Why we stay: For the patients yet to come

He died for want of a plastic tube in his nose, which, in general surgery, is akin to a mortal sin. I was paged about his nausea while rushing to the operating room (OR) with a little girl who was carried into the emergency department with a mile of free air under her diaphragm. He was a cirrhosis patient on his ninth life who had happily been eating Jello that morning. The pediatric patient took precedence in my mind.

The floor nurse called again as my hands traced a familiar path from the ligament of Treitz towards the cecum. The OR nurse repeated the message out loud—my patient was coding.

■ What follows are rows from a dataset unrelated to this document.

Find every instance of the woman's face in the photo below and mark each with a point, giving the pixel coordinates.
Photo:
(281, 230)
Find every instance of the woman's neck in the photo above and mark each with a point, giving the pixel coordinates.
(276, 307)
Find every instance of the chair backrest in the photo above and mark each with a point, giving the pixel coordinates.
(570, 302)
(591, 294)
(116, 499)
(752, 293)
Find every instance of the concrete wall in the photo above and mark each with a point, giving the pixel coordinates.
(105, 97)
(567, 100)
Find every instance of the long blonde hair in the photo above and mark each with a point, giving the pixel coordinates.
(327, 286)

The crowd parted for me as I arrived at a scene from a horror show—a pool of vomit, no pulse, no airway, pitiful access, yet a hundred hands—a gruesome scene I had helped to create. I bent my head and got to work, but the patient succumbed to darkness, to the black and bilious secretions thick in his lungs.

I think of him now, months later. There is no going back, no undoing the mistakes of the past. I work every day toward a future where I balance the demands of taking care of the sickest patients in the hospital with equal care and foresight. Every order signed, incision made, and suture tied is a promise to be better. Yet I realize, with a face more stoic than my heart, that I have caused tears and pain and will do so again and again.

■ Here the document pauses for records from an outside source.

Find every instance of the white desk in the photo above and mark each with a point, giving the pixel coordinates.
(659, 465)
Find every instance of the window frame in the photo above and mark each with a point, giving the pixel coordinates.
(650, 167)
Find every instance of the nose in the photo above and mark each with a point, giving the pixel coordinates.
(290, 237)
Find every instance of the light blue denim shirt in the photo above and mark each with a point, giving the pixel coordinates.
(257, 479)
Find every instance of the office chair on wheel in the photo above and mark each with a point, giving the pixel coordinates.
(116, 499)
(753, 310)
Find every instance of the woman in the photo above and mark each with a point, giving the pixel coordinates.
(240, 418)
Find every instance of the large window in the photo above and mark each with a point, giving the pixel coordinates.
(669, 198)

My classmates in other specialties are more than halfway through their residencies. They’re looking at job offers; they’re stretching their wings, looking forward to taking less call, and being big, bad chiefs.

I have many years of darkness ahead: of predawn rounds and frantic midnight calls, of fledgling judgment, and of errors by my hands, with each year’s increasing responsibility promising even more devastating complications. Why do 20 percent of residents quit general surgery training? If you have to ask, you have your eyes closed and your hands clapped over your ears. A better question: Why do we stay?

At the end of the day, the toll of death and destruction is not the only tally worth counting. I remember the first time I disagreed with a radiologist—and was proven right in the OR. Or when I gave someone bad news, and he thanked me. Mustering the daily courage to soothe a difficult family and finding you’ve become the one they trust, or climbing the podium at a morbidity and mortality conference to take responsibility and grow from this experience are worth counting. Realizing I could finish rounds on 20 patients before a medicine resident’s alarm clock sounded. I came to know the feeling when 100 pleading eyes settle on you—and somehow, you know exactly where to begin.

So, I will work until the job is done, tally the marks, good and bad, and reset my alarm to do it again tomorrow. I owe this to myself. I owe it to the patients I left behind and to the many patients yet to come.